I walk across the green, green grass. It’s nor really my own backyard. It’s not really my own big, big tree. But the space is so full and the green, green grass rolls softly forward in an easy way. The air fills my lungs with the thoughts and the dreams of a child playing outside inside her imagination . I watch the grass as I walk on it gently. It's a need to let the creatures who have a tiny home near my feet to keep a life that remains undisturbed.
A butterfly passes. I smile remembering butterflies I could never catch. Butterfly nets are for catching air.
Hear the music. It’s children laughing. Hear the melody of many families on a picnic. Ah the folks lined up, tossing eggs in a silly contest. I once enjoyed that game and knew the secret to winning. It's a knowing smile that fuels the small dance I do – step across, slide, turn. Spin with my arms out full like a first grader. Eyes are closed to take in the feeling. Face is open and fully toward heaven. Turning, turning, turning.
If I go the other way, I’ll get un-dizzy. I do just that and it works because I believe.
As I get closer to the single tree, I walk more slowly, taking in its majestic silence. Branches so wide that no neighborhood could contain it. A big, big royal tree needs a rolling field to hold court. It deserves nothing less than this a carpet of green, green grass. My mind hears a lawn mower from years ago. I think of spring. Children playing baseball in summer clothes are almost visible out the corner of my eye the second that I imagine them. I hear the crack of the bat on the ball.
I breathe deep like fish, pulling oxygen like water into every cell of me.
Slow walking, slow to the tree walking, I see no cars, no trucks, no machines -- no cell phones, no computers. I like the look of that. I like the cloudless sky and the feeling that time hasn't touched this place.

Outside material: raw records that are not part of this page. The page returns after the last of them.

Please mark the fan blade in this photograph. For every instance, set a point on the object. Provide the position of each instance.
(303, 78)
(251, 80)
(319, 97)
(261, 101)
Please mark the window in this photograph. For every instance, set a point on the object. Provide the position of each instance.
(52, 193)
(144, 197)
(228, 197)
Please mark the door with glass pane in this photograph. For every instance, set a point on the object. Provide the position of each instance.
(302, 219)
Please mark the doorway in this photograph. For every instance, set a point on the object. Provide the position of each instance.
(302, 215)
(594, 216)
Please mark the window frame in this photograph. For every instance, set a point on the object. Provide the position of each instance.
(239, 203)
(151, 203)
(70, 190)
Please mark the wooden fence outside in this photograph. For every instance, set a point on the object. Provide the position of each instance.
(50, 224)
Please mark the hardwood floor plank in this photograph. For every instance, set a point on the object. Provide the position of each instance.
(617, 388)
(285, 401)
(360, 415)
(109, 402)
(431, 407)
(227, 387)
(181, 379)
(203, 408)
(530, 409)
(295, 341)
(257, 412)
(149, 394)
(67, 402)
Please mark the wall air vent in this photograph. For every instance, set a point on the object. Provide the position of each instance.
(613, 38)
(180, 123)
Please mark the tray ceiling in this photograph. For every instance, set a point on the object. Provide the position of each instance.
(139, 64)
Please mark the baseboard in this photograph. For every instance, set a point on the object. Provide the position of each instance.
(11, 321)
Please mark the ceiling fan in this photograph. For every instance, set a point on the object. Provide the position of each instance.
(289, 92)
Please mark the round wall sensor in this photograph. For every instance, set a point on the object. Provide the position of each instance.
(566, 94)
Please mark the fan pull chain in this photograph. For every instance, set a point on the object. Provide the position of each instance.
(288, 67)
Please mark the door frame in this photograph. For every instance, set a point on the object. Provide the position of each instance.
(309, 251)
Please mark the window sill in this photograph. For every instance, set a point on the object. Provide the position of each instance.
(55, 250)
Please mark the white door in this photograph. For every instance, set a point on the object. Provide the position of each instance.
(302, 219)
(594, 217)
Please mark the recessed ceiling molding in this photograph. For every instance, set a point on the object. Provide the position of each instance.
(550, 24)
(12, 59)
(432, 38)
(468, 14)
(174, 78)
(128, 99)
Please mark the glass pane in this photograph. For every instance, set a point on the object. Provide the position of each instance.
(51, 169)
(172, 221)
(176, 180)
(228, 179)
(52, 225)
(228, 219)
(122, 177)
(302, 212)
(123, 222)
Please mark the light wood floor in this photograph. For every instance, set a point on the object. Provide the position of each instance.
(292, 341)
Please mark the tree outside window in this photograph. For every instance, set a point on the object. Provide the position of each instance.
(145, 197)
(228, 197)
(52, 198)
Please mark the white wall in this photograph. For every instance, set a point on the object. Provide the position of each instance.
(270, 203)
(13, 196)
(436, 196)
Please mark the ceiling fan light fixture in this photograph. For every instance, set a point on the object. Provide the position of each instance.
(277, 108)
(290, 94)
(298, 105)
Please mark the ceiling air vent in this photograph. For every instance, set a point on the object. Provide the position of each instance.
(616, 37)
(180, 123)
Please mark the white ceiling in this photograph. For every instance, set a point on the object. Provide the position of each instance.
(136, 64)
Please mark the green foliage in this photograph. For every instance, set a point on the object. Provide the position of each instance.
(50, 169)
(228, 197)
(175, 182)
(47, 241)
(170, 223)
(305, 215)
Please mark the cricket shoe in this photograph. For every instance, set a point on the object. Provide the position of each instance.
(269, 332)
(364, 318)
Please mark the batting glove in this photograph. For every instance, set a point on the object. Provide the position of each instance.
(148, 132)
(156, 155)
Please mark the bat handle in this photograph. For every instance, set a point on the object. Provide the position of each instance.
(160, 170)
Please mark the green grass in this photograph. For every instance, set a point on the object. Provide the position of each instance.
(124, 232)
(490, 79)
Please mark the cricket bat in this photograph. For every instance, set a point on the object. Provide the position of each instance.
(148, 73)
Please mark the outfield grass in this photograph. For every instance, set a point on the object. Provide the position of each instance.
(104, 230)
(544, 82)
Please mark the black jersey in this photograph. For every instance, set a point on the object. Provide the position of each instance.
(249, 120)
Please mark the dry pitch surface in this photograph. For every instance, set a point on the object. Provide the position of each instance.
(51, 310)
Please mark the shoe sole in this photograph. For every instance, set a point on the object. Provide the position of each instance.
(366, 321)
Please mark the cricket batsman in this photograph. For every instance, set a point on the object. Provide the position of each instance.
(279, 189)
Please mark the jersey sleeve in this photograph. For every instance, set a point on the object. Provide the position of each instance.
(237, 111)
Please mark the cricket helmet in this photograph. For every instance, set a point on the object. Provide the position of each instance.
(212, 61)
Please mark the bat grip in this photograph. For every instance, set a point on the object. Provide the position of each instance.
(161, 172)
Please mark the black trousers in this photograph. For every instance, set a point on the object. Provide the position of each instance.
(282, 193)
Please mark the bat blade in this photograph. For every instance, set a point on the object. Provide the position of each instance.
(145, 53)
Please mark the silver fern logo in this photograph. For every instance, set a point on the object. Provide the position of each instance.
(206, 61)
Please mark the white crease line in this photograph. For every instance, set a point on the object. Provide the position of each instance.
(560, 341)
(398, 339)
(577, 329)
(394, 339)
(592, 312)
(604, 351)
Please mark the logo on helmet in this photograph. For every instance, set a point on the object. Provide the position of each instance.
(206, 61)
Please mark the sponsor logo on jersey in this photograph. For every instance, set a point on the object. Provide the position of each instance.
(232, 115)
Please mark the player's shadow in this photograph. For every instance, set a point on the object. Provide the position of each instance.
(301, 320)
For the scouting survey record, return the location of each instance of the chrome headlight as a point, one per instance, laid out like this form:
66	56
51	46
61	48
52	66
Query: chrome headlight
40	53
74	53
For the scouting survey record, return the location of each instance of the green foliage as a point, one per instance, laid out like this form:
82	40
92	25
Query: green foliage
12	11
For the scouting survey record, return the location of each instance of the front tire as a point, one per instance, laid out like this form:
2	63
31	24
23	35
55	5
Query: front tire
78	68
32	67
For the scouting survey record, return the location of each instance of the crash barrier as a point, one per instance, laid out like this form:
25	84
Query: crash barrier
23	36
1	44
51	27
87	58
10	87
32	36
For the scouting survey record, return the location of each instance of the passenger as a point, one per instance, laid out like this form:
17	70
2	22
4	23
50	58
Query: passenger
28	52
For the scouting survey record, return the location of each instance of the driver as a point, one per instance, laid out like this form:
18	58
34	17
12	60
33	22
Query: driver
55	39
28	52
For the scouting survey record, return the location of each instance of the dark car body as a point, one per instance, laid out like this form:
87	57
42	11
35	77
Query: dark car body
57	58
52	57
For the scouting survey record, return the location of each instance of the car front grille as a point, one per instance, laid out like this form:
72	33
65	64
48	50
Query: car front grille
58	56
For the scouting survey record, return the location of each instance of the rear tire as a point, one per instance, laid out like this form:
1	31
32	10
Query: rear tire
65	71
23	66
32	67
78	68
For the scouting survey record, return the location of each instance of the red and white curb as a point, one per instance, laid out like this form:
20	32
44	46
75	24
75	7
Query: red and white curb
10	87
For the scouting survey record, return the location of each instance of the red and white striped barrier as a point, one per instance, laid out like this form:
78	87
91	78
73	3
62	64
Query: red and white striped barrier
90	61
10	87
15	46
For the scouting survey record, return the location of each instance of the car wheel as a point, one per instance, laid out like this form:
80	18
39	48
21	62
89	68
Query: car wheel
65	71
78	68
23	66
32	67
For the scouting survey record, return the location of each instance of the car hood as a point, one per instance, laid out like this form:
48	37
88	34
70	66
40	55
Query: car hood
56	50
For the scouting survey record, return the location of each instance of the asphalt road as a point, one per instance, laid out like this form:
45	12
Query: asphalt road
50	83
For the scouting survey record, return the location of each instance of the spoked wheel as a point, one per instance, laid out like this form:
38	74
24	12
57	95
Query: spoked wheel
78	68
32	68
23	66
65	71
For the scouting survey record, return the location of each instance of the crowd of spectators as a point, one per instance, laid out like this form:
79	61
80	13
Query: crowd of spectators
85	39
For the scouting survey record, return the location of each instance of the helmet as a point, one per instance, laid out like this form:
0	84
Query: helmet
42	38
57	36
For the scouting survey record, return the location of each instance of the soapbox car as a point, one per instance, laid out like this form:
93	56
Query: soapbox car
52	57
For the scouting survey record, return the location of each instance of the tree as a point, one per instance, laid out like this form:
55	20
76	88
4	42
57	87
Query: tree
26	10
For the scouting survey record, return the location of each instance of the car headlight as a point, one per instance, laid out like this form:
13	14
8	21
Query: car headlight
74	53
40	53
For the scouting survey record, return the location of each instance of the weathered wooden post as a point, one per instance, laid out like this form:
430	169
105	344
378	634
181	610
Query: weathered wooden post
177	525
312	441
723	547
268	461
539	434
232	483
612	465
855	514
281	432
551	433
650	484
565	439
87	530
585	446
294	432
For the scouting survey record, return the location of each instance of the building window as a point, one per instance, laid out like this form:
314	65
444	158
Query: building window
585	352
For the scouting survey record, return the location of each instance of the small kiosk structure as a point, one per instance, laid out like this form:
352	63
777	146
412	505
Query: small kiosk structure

I meet the tree. I run my fingers up and down the black, black bark of it. I can't help but put myarms around it. I rest my face on the side of the royal majestic tree, the way I once did on the chest of my father when we would talk. Then I sit with my back againt it.
I take out my journal and write for a while.
A place without machines is filled with rainbows, magic, and daydreaming. I find myself in a time machine of wonder.
They say don't chase rainbows. They say magic doesn’t exist. They say daydreaming isn't real.
They don’t about the green, green grass by the tree too big for a neighborhood to contain it.